TRIGGER WARNING: a statement at the start of a piece of writing, video, etc., alerting the reader or viewer to the fact that it contains potentially distressing material (often used to introduce a description of such content).
TRIGGER WARNING: suicidal ideation
I was recently having breakfast with a wonderful friend whom I’ve known a long time. She is the supervising manager (or some title like that) for a service offered in my old town. People can call with questions for anything – from needing to know which bus line picks up at the mall in the afternoon to whom to call with questions about public housing to someone to talk to when in a personal crisis – an information and referral hotline. I was telling her about the time in 2009 when I called.
I had just been diagnosed with serotonin toxicity, and my new psych doc had taken me off all of my medications to clear out the brain chemicals. He had prescribed mood stabilizers to help me function and my husband was in charge of distributing them. That had happened on Monday, this was now 12 days later – very blurry days. My doctor had told me that he would be on rotation in the psych ward starting Sunday for the next two weeks, and I shouldn’t hesitate to come to the emergency room if I needed help. He made me promise not to hurt myself. The serotonin toxicity had caused some suicidal ideation (thoughts about death and dying but not acting on them).

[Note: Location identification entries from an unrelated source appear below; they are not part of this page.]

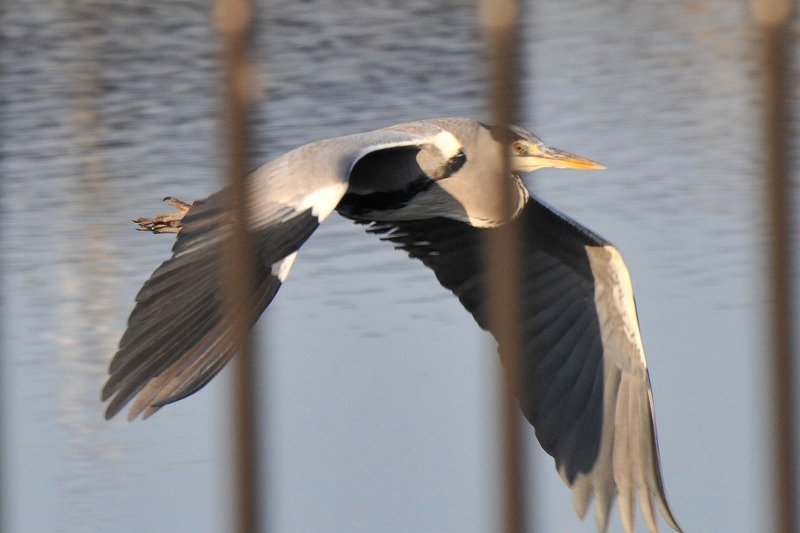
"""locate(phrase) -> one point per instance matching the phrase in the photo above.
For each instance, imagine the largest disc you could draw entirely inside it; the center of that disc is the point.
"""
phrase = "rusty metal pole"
(502, 256)
(773, 17)
(233, 18)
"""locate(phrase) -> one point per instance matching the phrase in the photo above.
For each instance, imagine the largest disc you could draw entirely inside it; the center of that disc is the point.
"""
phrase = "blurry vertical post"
(502, 256)
(233, 19)
(774, 16)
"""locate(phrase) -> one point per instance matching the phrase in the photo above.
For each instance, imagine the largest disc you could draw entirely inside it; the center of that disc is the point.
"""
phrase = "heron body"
(425, 186)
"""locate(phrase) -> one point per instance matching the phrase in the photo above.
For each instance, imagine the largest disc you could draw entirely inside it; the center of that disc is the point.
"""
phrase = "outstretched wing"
(177, 337)
(585, 386)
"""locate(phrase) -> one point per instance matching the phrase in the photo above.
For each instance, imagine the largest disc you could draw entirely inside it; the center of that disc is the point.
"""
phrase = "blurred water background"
(378, 389)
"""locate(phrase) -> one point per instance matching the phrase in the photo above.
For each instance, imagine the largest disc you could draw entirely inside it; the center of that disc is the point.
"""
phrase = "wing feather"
(177, 337)
(585, 383)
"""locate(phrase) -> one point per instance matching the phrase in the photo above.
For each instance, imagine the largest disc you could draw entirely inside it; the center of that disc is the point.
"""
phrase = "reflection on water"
(378, 385)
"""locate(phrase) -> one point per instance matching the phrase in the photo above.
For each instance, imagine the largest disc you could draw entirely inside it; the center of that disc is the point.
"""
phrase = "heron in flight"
(426, 187)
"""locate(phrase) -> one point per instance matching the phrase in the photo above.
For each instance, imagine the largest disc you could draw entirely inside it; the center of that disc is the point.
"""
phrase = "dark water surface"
(378, 387)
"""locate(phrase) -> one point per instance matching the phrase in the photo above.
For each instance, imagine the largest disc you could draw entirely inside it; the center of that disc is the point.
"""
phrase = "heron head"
(529, 153)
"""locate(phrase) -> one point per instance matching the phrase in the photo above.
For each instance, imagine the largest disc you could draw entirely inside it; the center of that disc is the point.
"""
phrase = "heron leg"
(169, 223)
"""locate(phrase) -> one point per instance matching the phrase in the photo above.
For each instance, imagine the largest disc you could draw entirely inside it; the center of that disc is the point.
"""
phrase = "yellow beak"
(555, 158)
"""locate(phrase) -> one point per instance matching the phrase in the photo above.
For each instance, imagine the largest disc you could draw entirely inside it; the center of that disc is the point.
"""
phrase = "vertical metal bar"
(499, 19)
(233, 19)
(773, 17)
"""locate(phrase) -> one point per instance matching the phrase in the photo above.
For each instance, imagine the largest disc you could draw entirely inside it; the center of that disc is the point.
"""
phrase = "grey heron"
(423, 186)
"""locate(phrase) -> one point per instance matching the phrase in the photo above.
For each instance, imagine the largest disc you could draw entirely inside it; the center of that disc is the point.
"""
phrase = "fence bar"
(503, 262)
(233, 18)
(773, 16)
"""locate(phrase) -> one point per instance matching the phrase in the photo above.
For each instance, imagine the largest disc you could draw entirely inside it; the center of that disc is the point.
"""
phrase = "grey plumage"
(422, 186)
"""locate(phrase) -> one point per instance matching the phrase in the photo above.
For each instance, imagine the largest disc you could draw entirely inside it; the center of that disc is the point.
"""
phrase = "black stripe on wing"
(563, 358)
(177, 339)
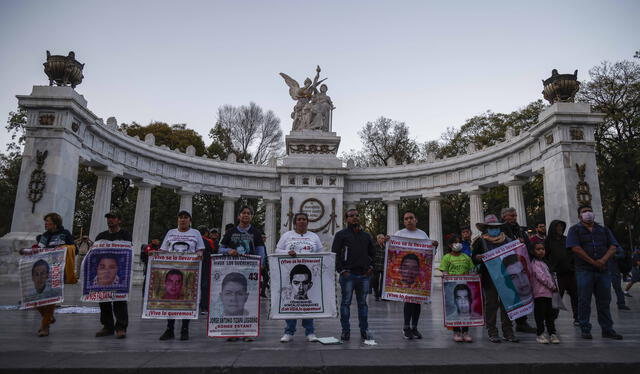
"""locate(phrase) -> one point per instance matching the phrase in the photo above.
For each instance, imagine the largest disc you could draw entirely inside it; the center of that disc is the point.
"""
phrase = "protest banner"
(234, 299)
(303, 286)
(107, 271)
(42, 277)
(407, 272)
(462, 303)
(508, 266)
(172, 290)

I remember lying on our bed, wrapped in my blanket which I was hauling around with me like a child. I dialed Great Rivers 2-1-1 and a lovely voice answered. I remember thinking that my voice sounded shaky.
She asked why I had called, and I told her that I wanted to know how to know if I should go to the hospital to admit myself to the psych ward. She asked if I was planning to hurt myself. (TRIGGER WARNING:) I said no, I couldn’t, since my husband had all my medications. I went on to explain that I was under Dr. Larson’s care, and he had said I could come in if I didn’t feel safe. I didn’t have any option but to be safe – my only suicidal thoughts (again, suicidal ideation, not action) were thwarted since my meds were in our safe and the key in Chris’ pocket. But still, I didn’t feel like myself, was very out of sorts. Of course, I was too tired and too weak to hurt myself – that takes energy and planning, and I didn’t have any of those. And like I said, these thoughts were not my own – they were caused by the over-saturation of serotonin on my brain. They sure felt like my thoughts, though – they were in my head.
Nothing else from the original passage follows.